2009-10-21  | [This text should be read in francais]    | 





Comme on jette l’éponge, jeter l’encre telle de la poudre aux dieux, car le Verbe est toujours le premier.

En écrivant vaille que vaille, je ne joue plus que le second rôle, c’est pourquoi la vie prend la première place, coulant comme du sang sur mon écran plasma.

Entre deux morts proches et brutales, la vie suit son cours, elle continue la partie, sept sets gagnants, développant sur ma rétine molle une belle pagaille, mais parfois aussi une belle atmosphère.

L’Univers s’étend comme s’il était en perpétuelles vacances, guerres et viols ne semblent pas l’arrêter de délirer à profusion, à pleine diversité. C’est bien vrai que des continents qui arrêtent de dériver deviennent incontinents !
Entre deux lames de fond, quelques larmes et des souvenirs à la pelle, je jette l’encre comme on lance des cendres sur la pelouse trop grise pour cacher la nudité d’une mort trop obscène.

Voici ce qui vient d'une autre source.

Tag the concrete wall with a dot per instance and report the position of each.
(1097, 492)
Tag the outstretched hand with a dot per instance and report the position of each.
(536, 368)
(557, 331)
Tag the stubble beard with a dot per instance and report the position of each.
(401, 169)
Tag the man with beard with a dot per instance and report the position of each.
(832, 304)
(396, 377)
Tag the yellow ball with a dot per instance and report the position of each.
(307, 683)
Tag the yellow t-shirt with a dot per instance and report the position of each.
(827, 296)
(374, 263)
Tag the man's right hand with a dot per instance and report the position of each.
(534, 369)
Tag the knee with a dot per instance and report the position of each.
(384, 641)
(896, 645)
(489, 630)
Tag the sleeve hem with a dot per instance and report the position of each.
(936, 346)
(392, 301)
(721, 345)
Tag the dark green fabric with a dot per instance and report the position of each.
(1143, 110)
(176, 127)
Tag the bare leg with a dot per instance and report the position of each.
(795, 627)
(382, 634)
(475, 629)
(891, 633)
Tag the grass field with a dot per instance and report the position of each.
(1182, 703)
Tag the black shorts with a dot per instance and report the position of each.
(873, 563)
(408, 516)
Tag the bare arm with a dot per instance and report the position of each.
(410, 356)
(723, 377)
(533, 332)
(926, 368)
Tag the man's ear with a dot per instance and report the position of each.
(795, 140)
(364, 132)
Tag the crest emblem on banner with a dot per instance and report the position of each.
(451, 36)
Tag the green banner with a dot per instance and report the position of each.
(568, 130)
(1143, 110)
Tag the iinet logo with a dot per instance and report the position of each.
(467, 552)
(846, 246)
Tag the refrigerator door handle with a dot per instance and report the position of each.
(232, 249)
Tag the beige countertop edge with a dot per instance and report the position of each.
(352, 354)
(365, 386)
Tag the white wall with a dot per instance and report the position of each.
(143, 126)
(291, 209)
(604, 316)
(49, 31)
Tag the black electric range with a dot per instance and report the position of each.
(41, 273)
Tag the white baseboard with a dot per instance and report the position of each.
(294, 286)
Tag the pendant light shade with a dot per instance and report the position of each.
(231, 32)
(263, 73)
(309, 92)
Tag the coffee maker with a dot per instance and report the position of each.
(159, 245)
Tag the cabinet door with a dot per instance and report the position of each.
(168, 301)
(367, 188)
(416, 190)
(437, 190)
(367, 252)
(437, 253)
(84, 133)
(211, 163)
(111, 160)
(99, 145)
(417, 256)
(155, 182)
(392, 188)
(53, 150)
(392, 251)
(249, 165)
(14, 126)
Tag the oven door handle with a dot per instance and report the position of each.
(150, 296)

Cendres qui disent à mi-mots quelque chose du défunt. La poussière d’étoiles est une vieille dame très digne ; quelques milliards d’années à tricoter des nébuleuses et elle continue inexorablement à vivre, à palpiter en chacun d’entre nous.

Enfant déjà, je suçais le coin de mes draps, doudous rêches comme mamelles en friche, pour m’assurer le lait de l’existence, la sécurité au dédale des jours gris et bruyants. Aujourd’hui encore pour me rassurer, tous les matins je jette un coup d’œil discret vers la pendule, pour voir si le temps est toujours de la partie. Et sans attendre la réponse, sans espérer le plein réveil, je tire le drap à moi, je tire à bout portant sans trop penser aux conséquences, pour constater que l’espace s’épand encore et toujours. Alors pour m’étendre avec lui, m’aliter de lui, contre lui, par lui, en lui …, je décide de me lever et d’écrire comme on décide de respirer totalement, je décide de coucher mes sentiments et mes rêves sur le papier, en arrêtant de me regarder le nombril dans la glace pour y voir tous les nœuds réalisés entre la grâce et la cause.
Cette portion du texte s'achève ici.